By John Carpenter and Cat Zakrzewski
Homicide Watch Chicago
Everyone said he was the kind of guy who would do anything for his friends. So when Tommie Bates heard that a friend was getting beat up a few blocks away, no one was surprised when he ran to help him.
The shock came later on the morning of July 12, when the voice on the other end of the phone line told his grandmother she might want to have someone with her when she heard the bad news.
Bates, a 24-year-old father of three, was dead – stabbed to death, allegedly by a man he’d known for years.
“He lost his life trying to stop a fight between two brothers,” said Nickie Veal, Bates’ grandmother, who said she has raised him “since he was two days old.”
Police said Bates was trying to break up a fight between Robert Moore, 23, and Moore’s brother. Robert Moore, who allegedly stabbed Bates in the chest, was arrested that morning and faces first-degree murder charges.
Veal said Moore used to live across the street from her house, where Bates grew up.
“His mother called me and cried, said it was an accident,” Veal said. “And I said maybe god wrap her in his arms as well as he will me and take us through this because it’s all that we can possibly do is just pray and just put those hands to the good lord.”
As Veal sat on her front porch, talking about Moore, she pointed to a printout of Moore’s mugshot, taped to her window. Written on the paper were the words: “Stab my baby in the chest.”
“How is it an accident when you’ve got a weapon; when you’ve got two weapons? He had two knives,” she said.
Several of Bates’ friends gathered Tuesday morning in front of Veal’s Austin house, where Bates grew up. The front-yard fence is now a makeshift memorial in Bates’ honor, covered with dozens of Sharpie-scribbled expressions of grief, and remembrances of happier times.
The friends said Bates and Moore’s brother were hanging out on the block, late into the warm summer night, when they got word that Robert Moore was getting beaten up near his apartment in the 700 block of N. Central, a few blocks away.
“They just ran that way,” said Alexis Ruffin, 24, a longtime friend.
The friends said Bates and the other man found Moore lying in the middle of Central Street, having been beaten. They helped him up, whereupon he ran inside the apartment building in a rage, emerging with two knives. It was then, the friends said, that Moore attacked his brother, and Bates stepped in. The friends’ account is similar to the information released by police.

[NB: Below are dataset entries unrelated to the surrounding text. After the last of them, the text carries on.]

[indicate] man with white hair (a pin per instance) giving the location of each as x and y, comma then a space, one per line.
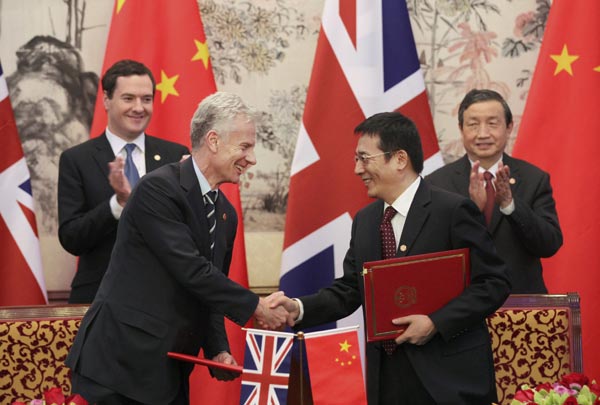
166, 287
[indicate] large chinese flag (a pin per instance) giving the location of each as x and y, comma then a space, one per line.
335, 367
21, 275
560, 132
366, 62
168, 37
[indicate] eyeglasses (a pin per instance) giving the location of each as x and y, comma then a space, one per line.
364, 158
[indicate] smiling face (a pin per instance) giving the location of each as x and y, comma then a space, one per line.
130, 108
234, 152
484, 132
379, 173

Jonathan Carter, 19, said Bates was a good friend they had all known since childhood.
“We’ve known him all our life, since we were kids playing games in the basement,” Carter said.
Looking around the street, Ruffin said it was a tight-knit community.
“We’re all one, big family on this block,” she said.
Veal looked down from her porch on the friends as they sat in the street, remembering the advice she said she always gave Bates – advice she wishes he heeded.
“I used to tell him … don’t ever go and try to intervene,” she said. “Don’t ever go in between anybody. With these young people, what else can you do but the very best you can? It’s just such a sad situation.”